What’s more: in addition to three-year contract to produce the medicine, the Estonian firm has also secured from Danes the global sole right to produce the lysate from melanoma cells.  

«No matter who and where will be producing the medicine later, we will be producing the lysate for it,» says Mr Raik.

«In this company, we detected great business potential and, therefore, we invested into it. To boost the economy, business has to be connected with science and research,» says Development Fund chief Pirko Konsa. The fund has invested €350,000 into Cellin Technologies.


Mart Raik

CEO of OÜ Cellin Technologies

What’s most important for me is the basic change of thinking in the world of medicines, as also enhanced by the personal intestine cancer cure produced by us. 

Up to now, we are going by the belief that as we buy a medicine from the pharmacy, it is good for me and for you just the same. This is the way we have thinking as long as there have been medicines. That aspirin is aspirin for us all.

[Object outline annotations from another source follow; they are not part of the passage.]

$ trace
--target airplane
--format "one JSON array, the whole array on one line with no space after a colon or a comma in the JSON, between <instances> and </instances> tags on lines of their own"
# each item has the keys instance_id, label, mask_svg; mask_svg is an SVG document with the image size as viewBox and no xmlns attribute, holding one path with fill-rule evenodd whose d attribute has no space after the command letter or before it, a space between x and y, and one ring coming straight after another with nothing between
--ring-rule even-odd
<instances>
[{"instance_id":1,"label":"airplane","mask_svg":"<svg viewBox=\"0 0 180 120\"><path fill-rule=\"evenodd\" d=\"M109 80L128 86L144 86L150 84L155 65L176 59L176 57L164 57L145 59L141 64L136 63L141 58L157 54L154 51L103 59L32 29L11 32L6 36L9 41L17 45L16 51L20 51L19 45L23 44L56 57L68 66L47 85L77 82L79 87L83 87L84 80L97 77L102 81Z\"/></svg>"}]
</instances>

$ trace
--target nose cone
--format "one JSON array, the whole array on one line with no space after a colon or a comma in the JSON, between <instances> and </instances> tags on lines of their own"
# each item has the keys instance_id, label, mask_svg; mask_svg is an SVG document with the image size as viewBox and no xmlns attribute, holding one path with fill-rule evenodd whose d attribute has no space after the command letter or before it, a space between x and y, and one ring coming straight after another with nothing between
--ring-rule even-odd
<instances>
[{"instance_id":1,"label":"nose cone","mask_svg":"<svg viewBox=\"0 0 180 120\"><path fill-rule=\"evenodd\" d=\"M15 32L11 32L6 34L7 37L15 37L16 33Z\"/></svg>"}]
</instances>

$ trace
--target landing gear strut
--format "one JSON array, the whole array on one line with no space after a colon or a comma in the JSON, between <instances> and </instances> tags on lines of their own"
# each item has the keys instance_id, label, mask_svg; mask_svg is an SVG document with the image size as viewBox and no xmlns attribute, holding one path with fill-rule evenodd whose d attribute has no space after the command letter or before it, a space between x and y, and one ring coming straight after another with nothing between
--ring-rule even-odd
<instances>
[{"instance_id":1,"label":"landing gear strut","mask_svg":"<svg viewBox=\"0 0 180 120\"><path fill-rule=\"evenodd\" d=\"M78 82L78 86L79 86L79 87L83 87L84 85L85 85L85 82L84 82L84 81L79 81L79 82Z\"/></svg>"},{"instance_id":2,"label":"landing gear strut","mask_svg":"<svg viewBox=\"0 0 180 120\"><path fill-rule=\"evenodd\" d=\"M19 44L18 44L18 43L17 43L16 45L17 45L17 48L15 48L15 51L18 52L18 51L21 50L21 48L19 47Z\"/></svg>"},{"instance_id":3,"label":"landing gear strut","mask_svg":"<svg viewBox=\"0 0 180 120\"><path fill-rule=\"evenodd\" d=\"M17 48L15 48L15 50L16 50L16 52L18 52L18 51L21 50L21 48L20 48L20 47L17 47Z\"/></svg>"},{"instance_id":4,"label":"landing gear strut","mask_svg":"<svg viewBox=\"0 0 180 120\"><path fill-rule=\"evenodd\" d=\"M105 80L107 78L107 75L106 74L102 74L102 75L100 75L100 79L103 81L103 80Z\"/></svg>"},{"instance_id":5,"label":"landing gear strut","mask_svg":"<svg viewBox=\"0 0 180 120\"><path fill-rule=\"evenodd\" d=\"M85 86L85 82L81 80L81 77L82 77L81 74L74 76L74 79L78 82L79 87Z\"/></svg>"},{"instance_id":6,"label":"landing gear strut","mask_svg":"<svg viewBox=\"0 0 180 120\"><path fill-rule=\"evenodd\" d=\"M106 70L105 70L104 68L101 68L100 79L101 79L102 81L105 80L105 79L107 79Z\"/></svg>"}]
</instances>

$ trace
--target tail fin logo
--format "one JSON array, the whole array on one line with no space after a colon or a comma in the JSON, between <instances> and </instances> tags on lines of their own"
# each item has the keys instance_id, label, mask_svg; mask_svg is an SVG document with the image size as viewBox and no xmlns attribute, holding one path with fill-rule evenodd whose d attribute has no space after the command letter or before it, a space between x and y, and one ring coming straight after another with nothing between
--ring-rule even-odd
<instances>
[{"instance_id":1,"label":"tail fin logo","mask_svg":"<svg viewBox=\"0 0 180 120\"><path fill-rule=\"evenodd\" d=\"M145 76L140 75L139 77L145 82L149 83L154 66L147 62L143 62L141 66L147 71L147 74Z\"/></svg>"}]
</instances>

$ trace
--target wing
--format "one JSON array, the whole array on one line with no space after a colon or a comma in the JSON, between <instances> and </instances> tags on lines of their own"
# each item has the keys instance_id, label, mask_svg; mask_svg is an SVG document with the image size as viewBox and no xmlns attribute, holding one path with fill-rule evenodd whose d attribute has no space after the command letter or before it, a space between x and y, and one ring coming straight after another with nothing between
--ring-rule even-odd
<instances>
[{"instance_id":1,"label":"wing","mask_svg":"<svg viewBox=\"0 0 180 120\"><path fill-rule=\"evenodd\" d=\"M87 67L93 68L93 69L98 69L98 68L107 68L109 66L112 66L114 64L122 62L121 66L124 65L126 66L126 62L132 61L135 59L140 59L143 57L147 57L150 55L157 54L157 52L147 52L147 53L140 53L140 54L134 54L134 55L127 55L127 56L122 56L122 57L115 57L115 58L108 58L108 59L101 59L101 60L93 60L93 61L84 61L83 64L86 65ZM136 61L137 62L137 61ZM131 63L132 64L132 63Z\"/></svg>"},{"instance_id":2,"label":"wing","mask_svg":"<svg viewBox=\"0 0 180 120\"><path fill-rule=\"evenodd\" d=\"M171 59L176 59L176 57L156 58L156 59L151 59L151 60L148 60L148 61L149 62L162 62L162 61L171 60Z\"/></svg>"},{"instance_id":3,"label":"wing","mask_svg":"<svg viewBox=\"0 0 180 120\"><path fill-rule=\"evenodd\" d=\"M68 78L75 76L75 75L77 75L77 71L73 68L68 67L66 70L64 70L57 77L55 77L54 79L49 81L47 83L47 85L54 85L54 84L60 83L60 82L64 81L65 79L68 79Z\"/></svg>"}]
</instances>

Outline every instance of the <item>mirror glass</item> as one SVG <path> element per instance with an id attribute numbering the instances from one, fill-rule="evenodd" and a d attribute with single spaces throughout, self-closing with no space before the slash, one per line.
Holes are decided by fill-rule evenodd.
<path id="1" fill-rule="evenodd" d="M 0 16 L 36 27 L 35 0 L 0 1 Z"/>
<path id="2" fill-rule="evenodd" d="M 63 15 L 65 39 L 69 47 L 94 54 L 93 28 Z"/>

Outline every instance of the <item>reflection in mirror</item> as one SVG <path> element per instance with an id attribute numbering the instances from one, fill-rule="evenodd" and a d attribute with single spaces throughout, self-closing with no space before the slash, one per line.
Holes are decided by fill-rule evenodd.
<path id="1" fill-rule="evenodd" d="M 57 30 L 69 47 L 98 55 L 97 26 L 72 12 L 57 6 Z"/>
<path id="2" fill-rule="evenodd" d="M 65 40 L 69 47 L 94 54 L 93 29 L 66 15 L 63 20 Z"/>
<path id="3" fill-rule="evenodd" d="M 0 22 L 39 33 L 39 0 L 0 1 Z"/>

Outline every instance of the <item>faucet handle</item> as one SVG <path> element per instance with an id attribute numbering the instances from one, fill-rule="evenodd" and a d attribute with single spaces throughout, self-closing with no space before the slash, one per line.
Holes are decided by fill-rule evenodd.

Not so, actually.

Globally, there’s this shift happening right now as regenerative (restorative) medicine cannot be anything but personal medicine. Coming to the cells from which we are producing the medicine, we are only talking about tour cells for you, my cells for me. Only your cells help you and my cells help me.

Regenerative and personal medicine has become a bit of a buzzword, but in the sense of cell treatment this isn’t the case. This is a fundamental change of thinking.

Pursuant to predictions, the change will take place during the next decade already.